Saturday, November 15, 2014

Feedback

It almost seems silly to ask if you want to get better as a teacher. If you don't seek improvement, what are you doing? Students change, curriculum modifies, technology grows. If you're not improving with it you are being left behind. I feel contractually obligated to improve and that feels like a healthy thing.

There are lots of ways to seek improvement but one of the best, quickest, and most effective ways is to seek feedback from a trusted colleague. I like the word 'feedback' much better than 'criticism' or 'critique'. Feedback implies that someone watches me teach and then reflects back to me what they saw with some possible ways that I might improve. It has to come from a colleague I trust because I have to know that we have mutual respect. It could come from a complete stranger but I would not know if he had an agenda or not. With a trusted colleague I would know that his only goal was to help me improve.

The feedback also has to be based on standards, not just on personal preferences. That way I have something to measure the feedback against. I don't have to agree with the feedback but I like to know that it's not just your personal feelings. If I give feedback and say "I just didn't like that" that is not enough. My liking or disliking has to be linked to an objective measurable standard. That tells us what the ideal is and then we can measure ourselves against that ideal and work towards improvement. If the standard is "I like it" or "I don't like it" that is just a personal preference.

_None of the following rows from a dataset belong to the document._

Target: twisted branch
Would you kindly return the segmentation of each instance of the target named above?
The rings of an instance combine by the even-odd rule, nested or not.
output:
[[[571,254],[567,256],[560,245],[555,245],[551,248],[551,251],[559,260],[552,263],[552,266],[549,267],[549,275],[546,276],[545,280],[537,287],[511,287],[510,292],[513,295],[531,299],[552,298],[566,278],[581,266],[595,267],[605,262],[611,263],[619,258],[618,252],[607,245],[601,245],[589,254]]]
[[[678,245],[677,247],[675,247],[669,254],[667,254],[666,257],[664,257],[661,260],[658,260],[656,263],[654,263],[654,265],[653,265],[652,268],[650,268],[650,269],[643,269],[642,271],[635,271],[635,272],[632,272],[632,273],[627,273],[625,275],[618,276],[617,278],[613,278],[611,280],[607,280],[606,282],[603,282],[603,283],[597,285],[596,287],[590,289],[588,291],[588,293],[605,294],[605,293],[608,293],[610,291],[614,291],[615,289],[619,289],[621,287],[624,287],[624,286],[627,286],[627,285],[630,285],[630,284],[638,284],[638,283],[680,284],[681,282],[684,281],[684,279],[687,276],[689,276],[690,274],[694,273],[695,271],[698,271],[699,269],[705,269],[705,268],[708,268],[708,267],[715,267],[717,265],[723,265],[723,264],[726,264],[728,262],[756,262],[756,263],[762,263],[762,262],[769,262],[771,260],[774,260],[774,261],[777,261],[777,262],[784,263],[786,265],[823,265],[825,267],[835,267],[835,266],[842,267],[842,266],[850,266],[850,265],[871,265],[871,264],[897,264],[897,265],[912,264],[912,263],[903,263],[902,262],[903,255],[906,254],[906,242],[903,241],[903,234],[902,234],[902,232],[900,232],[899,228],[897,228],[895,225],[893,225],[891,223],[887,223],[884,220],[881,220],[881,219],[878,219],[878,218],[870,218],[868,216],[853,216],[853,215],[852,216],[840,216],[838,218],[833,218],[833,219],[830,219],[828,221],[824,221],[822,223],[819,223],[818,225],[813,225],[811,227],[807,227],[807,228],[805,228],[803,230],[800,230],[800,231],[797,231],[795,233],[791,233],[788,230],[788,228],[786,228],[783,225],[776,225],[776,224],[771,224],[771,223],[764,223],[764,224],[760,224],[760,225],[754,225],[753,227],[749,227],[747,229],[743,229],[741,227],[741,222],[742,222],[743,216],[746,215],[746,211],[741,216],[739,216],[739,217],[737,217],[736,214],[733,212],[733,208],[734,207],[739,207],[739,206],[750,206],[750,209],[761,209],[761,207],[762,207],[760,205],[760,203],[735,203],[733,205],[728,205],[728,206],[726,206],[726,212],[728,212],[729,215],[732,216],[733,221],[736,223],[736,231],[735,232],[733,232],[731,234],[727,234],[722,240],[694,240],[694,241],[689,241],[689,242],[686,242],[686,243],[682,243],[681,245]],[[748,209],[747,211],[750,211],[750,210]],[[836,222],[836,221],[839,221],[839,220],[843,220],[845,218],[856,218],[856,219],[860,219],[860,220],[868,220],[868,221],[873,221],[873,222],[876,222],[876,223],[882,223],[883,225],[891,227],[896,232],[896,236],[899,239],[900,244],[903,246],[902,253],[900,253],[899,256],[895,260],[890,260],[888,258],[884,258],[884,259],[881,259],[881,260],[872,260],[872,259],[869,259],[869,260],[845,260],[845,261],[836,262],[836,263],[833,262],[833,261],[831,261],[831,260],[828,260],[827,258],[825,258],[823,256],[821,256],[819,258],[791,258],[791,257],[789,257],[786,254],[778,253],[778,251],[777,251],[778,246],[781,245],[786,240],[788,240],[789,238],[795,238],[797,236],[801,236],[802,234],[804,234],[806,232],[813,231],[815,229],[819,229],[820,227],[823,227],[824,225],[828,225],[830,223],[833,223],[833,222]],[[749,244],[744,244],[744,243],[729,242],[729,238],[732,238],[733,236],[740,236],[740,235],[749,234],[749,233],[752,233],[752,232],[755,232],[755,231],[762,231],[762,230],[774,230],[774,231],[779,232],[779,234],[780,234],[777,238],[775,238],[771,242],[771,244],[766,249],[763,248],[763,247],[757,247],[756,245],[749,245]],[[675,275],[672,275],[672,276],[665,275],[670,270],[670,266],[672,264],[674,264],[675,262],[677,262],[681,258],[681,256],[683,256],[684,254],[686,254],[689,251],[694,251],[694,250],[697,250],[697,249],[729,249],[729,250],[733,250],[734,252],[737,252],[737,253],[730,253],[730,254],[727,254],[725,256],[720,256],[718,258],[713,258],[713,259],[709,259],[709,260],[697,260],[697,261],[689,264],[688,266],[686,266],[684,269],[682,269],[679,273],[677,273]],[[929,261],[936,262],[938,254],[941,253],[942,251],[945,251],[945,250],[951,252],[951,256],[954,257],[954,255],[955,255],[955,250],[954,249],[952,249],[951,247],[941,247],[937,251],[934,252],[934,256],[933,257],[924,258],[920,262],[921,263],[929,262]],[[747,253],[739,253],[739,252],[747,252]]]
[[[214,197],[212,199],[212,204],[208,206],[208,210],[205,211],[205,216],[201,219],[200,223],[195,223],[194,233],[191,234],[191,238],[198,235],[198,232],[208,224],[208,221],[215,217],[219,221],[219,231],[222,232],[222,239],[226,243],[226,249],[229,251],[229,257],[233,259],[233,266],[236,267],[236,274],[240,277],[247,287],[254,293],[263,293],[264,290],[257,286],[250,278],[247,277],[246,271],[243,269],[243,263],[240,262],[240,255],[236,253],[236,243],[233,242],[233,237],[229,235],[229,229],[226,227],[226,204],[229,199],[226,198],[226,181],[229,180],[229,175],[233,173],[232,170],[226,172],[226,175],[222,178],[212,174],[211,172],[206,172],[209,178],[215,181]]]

Even in the best of circumstances the feedback tends to sting a little, but you have to learn to get past that. I once gave feedback to a student teacher. I had three things to tell him, all standards based and all given with love and respect - he knew that we were friends. After I gave him the first piece he had a stunned look on his face.  I could see that he was hurt, so I slowed down but his pain was visible. His lip quivered. I realized that he could take no more that day so I thanked him for his efforts - which were good - then said goodbye. The next time I saw him he told me how deeply I had offended him with the previous feedback. I apologized sincerely because I never want to hurt someone in a situation like that. He looked at me very seriously then said "Thank you, I accept your apology." After that was settled I had to tell him the following: "if what I told you that day was so hard to take, then you have absolutely no chance of surviving in this environment because we all give feedback and it is open and honest but it can be painful." He didn't survive.

Once I had an idea for a technique in class that I thought would be very useful. I worked on it in my office then planned to integrate it into a certain class. I invited 2 colleagues to come to the class and observe then give me feedback on that specific thing. During the class I felt like it wasn't working as I thought it might. After class the three of us sat and talked for about an hour. They also thought it missed the mark, but not by much. They both offered some possible tweaks and we all walked out together. As we were walking down the hall I did some quick math and realized that among the 3 of us was over 90 years of teaching experience. We all still felt good about giving and receiving feedback. I integrated the changes that we had all agreed on and tried it again. It worked much better and it was all thanks to honest feedback.

I don't know why teachers are so resistant to receiving feedback. Maybe because to watch a good teacher is to watch something that appears easy to do, but then every talented professional makes his or her skill look easy. Perhaps it is the equipment involved in a building trade that gives it the look of something difficult to penetrate, even though the journeyman makes the work look simple enough. To watch a really good teacher is to watch someone that just appears to be talking - just standing up in front of the class and talking with kids, calling on kids, joking with kids, etc. You think "that's easy, I can talk with kids." Then you try it and find out that there is much more to it than that. But it looks so easy that you can't bear to ask for help, you can't even bring yourself to admit that you might need help. You think "I like kids and I like to talk - I'm a teacher, but it's not working so well and I don't know what to do". The thing to do is to get some feedback.

So get over yourself, gather a little humility and get some help. That's not an admission of weakness, it is a declaration of desire. I want to get better and I am going to find help doing it. It is a great thing. Your students will thank you.